How To Help Your Child Practice With These Free Printable Prompt cards!
Parents, pupils and teachers all know that in order to make good progress, regular and effective practice is vital. But some Mums and Dads don’t have any musical experience to draw on, and find the whole prospect of practice routines a little daunting. They do want to support their child, but often they are afraid that they might be more confusing than helpful, or just don’t know what to say.
So I’ve made a set of practice prompt cards for parents, to help everyone get the most out of practice time. This will maximise progress, without causing any tensions and even having some fun together along the way.
When learning something new, it’s often difficult to get started, but the Practice Prompt Cards do that for you. They break down the learning process into a series of tasks that seem more manageable, both identifying and strengthening the weak spots. You will soon find that with this extra attention to detail, your child will begin to overcome any difficulties. Resulting in such a positive effect on confidence and overall enjoyment that you won’t be able to stop them playing!
How To Help Your Child Practice
- Download your practice prompt cards using the link below, laminate them and cut them out. We have also included a sheet of blank cards, so you can add your own questions, and maybe one or two fun ones like “Can you play the first 4 bars standing on one leg?”
- Agree with your child when would be a good time for a regular practice slot. Make sure it’s a time when they aren’t tired or hungry, and that they will be free from background distractions.

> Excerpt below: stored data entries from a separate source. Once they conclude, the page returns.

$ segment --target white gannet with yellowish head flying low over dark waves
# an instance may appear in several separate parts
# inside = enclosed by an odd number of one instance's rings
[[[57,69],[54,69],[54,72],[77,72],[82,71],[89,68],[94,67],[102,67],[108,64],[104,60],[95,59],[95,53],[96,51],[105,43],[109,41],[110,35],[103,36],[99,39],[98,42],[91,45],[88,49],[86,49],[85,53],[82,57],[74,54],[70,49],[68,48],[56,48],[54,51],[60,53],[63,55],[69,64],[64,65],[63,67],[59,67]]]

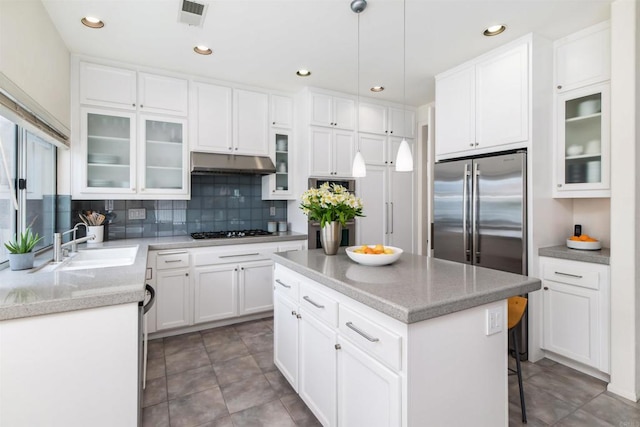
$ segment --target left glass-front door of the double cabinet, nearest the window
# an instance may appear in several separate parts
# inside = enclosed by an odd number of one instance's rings
[[[81,121],[82,190],[135,192],[135,114],[85,108]]]

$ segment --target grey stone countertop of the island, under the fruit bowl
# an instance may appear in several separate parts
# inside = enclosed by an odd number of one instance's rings
[[[343,250],[273,254],[276,263],[405,323],[414,323],[540,289],[540,280],[403,253],[391,265],[367,267]]]

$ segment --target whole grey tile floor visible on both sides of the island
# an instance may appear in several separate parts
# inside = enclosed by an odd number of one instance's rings
[[[603,381],[548,359],[523,363],[523,378],[530,427],[640,427],[640,403]],[[150,427],[320,425],[273,364],[273,319],[150,341],[143,406]],[[519,425],[512,375],[509,426]]]

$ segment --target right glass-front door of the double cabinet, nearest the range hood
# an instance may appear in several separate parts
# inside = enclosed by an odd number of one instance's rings
[[[140,117],[139,185],[145,194],[182,194],[187,188],[186,120]]]

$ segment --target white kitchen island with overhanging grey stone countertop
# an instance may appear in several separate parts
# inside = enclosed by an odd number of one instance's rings
[[[538,279],[406,253],[273,259],[274,361],[323,425],[508,424],[506,299]]]

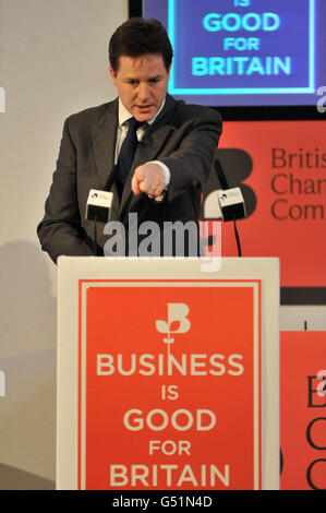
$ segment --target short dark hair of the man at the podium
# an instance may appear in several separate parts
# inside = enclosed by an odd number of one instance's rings
[[[141,57],[146,53],[161,55],[169,71],[173,50],[167,31],[158,20],[131,17],[122,23],[109,43],[109,60],[114,73],[121,56]]]

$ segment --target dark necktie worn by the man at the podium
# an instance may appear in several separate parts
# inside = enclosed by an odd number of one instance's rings
[[[122,143],[118,159],[117,186],[120,194],[123,190],[125,180],[128,178],[130,168],[135,156],[135,152],[138,144],[136,131],[142,123],[135,118],[130,118],[128,124],[128,132]]]

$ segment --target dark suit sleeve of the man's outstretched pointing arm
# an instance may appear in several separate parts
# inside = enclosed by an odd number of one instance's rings
[[[222,120],[219,112],[200,107],[197,116],[189,119],[182,127],[177,150],[166,157],[159,157],[170,171],[168,187],[170,201],[186,189],[203,188],[209,175],[221,131]],[[177,129],[173,144],[176,139],[178,140],[178,133]]]

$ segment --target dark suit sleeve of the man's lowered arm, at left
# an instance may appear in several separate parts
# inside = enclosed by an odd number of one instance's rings
[[[37,235],[41,249],[49,253],[55,263],[58,256],[63,254],[93,254],[86,234],[81,228],[76,192],[76,151],[69,132],[69,119],[64,122],[57,169]]]

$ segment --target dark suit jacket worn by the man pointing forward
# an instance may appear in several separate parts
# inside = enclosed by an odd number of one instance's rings
[[[94,254],[94,223],[85,219],[85,206],[89,189],[106,189],[114,168],[117,124],[118,98],[65,120],[45,216],[37,227],[41,248],[53,262],[61,254]],[[202,187],[220,133],[221,118],[217,111],[176,102],[167,95],[164,109],[138,145],[121,200],[114,186],[111,189],[114,192],[111,220],[126,223],[128,214],[133,212],[137,213],[138,224],[197,222]],[[171,174],[161,202],[144,193],[134,195],[131,190],[134,169],[154,159],[165,163]],[[97,224],[98,254],[102,254],[108,238],[104,225]]]

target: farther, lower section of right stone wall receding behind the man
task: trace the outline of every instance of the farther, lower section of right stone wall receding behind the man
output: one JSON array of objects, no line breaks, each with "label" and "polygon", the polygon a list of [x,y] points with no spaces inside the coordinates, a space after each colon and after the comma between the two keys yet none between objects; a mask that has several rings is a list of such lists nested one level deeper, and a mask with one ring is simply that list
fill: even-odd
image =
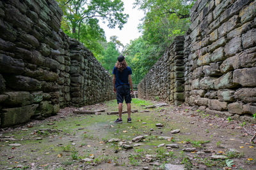
[{"label": "farther, lower section of right stone wall receding behind the man", "polygon": [[174,39],[163,57],[138,85],[142,99],[161,99],[168,103],[184,102],[184,36]]}]

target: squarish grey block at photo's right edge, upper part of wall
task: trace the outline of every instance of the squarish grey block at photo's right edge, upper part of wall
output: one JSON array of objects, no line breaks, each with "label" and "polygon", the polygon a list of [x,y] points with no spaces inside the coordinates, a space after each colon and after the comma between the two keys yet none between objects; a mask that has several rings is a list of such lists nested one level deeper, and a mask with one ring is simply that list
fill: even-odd
[{"label": "squarish grey block at photo's right edge, upper part of wall", "polygon": [[242,34],[243,48],[250,48],[256,45],[256,28]]}]

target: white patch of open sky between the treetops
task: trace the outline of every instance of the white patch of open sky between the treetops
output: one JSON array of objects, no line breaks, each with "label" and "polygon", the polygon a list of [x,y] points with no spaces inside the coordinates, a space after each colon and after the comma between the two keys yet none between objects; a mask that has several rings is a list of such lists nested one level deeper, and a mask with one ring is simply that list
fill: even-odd
[{"label": "white patch of open sky between the treetops", "polygon": [[107,41],[111,36],[117,36],[118,40],[121,41],[123,45],[129,44],[130,40],[139,38],[141,36],[141,32],[138,30],[138,25],[142,24],[141,18],[144,17],[144,13],[142,10],[138,10],[138,8],[132,8],[134,0],[123,0],[124,2],[124,13],[129,14],[129,18],[127,23],[124,24],[122,30],[116,27],[115,29],[109,29],[108,24],[103,24],[100,22],[100,26],[105,31],[105,35]]}]

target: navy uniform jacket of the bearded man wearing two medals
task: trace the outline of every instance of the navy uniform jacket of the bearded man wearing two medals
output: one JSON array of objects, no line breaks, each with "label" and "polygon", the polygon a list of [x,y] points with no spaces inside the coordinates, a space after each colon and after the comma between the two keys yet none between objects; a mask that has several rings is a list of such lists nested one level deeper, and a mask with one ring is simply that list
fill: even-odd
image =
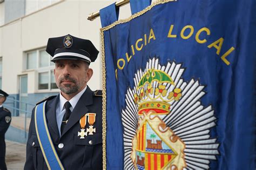
[{"label": "navy uniform jacket of the bearded man wearing two medals", "polygon": [[[56,97],[48,98],[45,115],[53,145],[62,165],[65,169],[102,169],[102,96],[91,91],[87,86],[60,137],[56,121],[58,103],[59,94]],[[78,132],[81,129],[79,120],[85,113],[96,113],[96,121],[93,124],[96,133],[85,136],[85,139],[80,139],[78,137]],[[34,116],[35,108],[31,115],[24,169],[48,169],[37,139]],[[89,128],[88,121],[86,128]],[[59,144],[63,144],[64,147],[59,148]]]}]

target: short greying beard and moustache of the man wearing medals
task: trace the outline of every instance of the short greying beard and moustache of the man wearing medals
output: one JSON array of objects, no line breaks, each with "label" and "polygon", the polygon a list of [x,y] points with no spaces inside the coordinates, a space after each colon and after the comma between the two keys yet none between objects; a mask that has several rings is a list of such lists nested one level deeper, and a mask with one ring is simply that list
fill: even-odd
[{"label": "short greying beard and moustache of the man wearing medals", "polygon": [[[68,80],[68,81],[74,83],[75,85],[61,84],[65,80]],[[81,81],[81,82],[83,82],[83,81]],[[76,79],[73,79],[69,76],[64,76],[64,77],[58,79],[57,86],[59,87],[59,90],[62,91],[63,93],[72,94],[72,93],[78,92],[78,90],[83,86],[83,83],[78,83]]]}]

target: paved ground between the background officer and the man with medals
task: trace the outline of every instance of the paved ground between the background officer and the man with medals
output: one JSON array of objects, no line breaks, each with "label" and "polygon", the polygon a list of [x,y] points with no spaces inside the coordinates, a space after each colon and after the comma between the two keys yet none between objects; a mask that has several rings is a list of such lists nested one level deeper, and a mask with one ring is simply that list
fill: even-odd
[{"label": "paved ground between the background officer and the man with medals", "polygon": [[26,160],[26,145],[5,140],[5,162],[8,170],[23,169]]}]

- Use a practice diary every time, this serves as an excellent reference and is very helpful for everyone concerned. Make a note of the task completed and whether they have experienced any problems. Ask your child if they would like to add any comments, as often questions for the teacher can be easily forgotten during the week between lessons. Try to make the comments constructive and always find something positive to say.
Download your PRACTICE PROMPTS FOR PARENTS,
- Sit with your child for the first few minutes of each practice session, and get them started. Younger children will need the most help, but with older children, try to help them build up their independence and once they have settled into it, leave them to complete some of the task on their own.
- Don’t try to achieve too much each time, especially when they are learning a new piece. It’s best to take it slowly, and only attempt small sections at first, building it up gradually, until they can play the piece with ease.
- Choose a different task each time. If they find that one easy, then move on to the next one. If they found it too difficult, allow plenty of time to have a good attempt, and then make a note of what they find hard to do, so that the teacher can help in the next lesson.
- Try to emphasise that if they can’t do something, it’s not a bad thing, it’s good to find out exactly what the problem is, so that the teacher can sort it out in the lesson.
- Finally, try to give lots of encouragement and praise, and you will find that this shared time together can be very bonding.